- Open Access
Diagnostic heterogeneity in psychiatry: towards an empirical solution
BMC Medicinevolume 11, Article number: 201 (2013)
The launch of the 5th version of the Diagnostic and Statistical Manual of Mental Disorders (DSM-5) has sparked a debate about the current approach to psychiatric classification. The most basic and enduring problem of the DSM is that its classifications are heterogeneous clinical descriptions rather than valid diagnoses, which hampers scientific progress. Therefore, more homogeneous evidence-based diagnostic entities should be developed. To this end, data-driven techniques, such as latent class- and factor analyses, have already been widely applied.

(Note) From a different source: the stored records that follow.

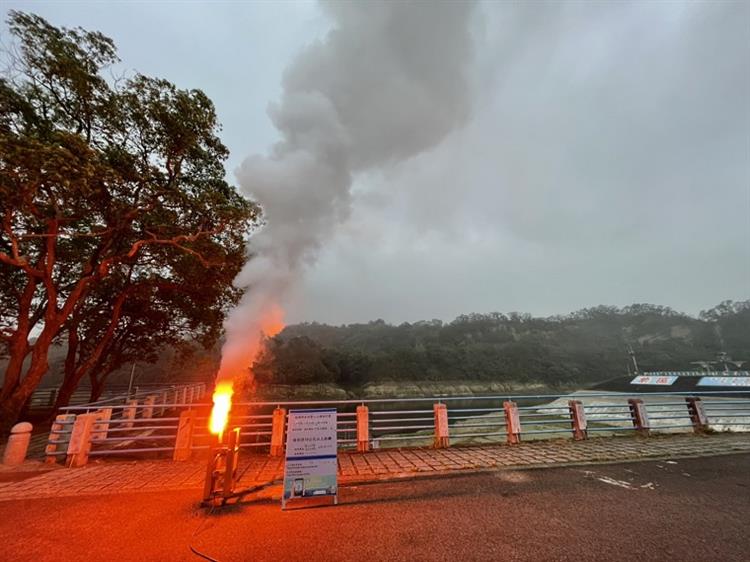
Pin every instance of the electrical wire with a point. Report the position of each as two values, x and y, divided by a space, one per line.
239 495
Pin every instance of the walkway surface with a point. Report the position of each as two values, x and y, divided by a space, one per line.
107 477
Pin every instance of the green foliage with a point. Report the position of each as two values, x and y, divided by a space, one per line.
585 346
119 231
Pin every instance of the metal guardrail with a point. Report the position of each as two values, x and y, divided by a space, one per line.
151 423
44 398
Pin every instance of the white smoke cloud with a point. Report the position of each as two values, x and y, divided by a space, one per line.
390 81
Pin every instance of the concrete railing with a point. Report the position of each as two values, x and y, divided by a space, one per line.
120 425
174 423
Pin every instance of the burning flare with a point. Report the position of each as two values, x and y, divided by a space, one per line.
222 404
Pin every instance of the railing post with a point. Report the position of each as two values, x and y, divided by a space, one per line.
80 441
277 432
183 446
697 414
128 413
512 422
578 420
363 429
101 427
639 415
58 441
442 435
164 399
148 406
18 444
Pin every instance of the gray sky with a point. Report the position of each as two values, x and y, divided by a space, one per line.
604 157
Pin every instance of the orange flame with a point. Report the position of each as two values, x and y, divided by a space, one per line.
222 404
237 357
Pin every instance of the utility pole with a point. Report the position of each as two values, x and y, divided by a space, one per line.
130 384
632 357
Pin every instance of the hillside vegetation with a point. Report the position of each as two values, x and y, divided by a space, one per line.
584 346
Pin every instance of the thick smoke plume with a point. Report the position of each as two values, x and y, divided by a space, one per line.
389 81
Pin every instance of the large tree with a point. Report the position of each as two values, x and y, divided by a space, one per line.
112 193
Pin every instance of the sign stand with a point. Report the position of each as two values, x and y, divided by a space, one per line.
310 467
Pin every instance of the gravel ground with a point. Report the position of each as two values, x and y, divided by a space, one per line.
694 509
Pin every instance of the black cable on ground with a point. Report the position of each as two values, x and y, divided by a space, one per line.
239 495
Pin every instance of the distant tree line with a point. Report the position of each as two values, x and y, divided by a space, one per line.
587 345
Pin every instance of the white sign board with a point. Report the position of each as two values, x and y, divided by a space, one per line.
650 379
310 467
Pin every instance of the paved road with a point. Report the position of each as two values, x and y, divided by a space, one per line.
696 509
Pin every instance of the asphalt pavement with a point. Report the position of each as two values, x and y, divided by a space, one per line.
687 509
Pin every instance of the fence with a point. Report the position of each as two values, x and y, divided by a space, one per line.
45 398
173 423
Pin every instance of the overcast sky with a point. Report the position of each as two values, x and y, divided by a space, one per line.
602 157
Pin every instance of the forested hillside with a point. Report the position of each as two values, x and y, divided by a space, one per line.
588 345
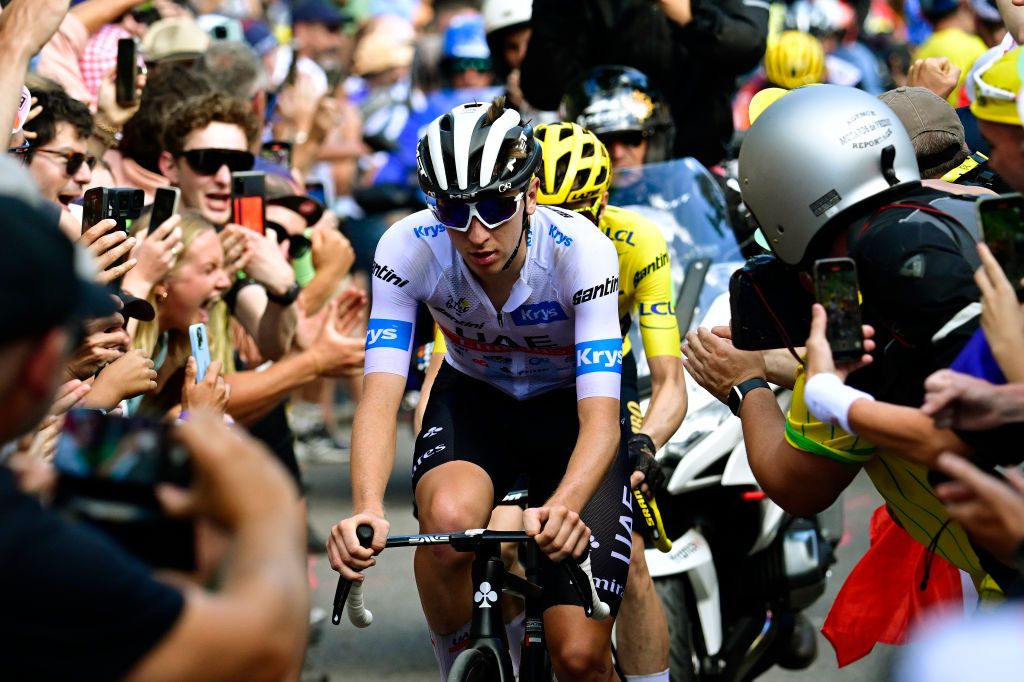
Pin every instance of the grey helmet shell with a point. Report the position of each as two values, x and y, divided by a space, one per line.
816 153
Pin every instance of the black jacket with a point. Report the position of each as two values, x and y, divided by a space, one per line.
695 67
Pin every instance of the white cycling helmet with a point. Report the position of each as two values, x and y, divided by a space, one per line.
815 153
500 14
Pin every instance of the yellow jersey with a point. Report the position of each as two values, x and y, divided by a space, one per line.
902 483
644 283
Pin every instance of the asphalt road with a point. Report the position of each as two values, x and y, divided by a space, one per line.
396 646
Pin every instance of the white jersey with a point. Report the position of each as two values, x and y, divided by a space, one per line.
558 327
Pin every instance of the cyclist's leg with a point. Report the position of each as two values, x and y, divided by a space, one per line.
642 635
580 647
455 452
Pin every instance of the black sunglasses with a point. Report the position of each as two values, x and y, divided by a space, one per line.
208 162
629 138
73 159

However, these techniques are insufficient to account for all relevant levels of heterogeneity, among real-life individuals. There is heterogeneity across persons (p:for example, subgroups), across symptoms (s:for example, symptom dimensions) and over time (t:for example, course-trajectories) and these cannot be regarded separately. Psychiatry should upgrade to techniques that can analyze multi-mode (p-by-s-by-t) data and can incorporate all of these levels at the same time to identify optimal homogeneous subgroups (for example, groups with similar profiles/connectivity of symptomatology and similar course). For these purposes, Multimode Principal Component Analysis and (Mixture)-Graphical Modeling may be promising techniques.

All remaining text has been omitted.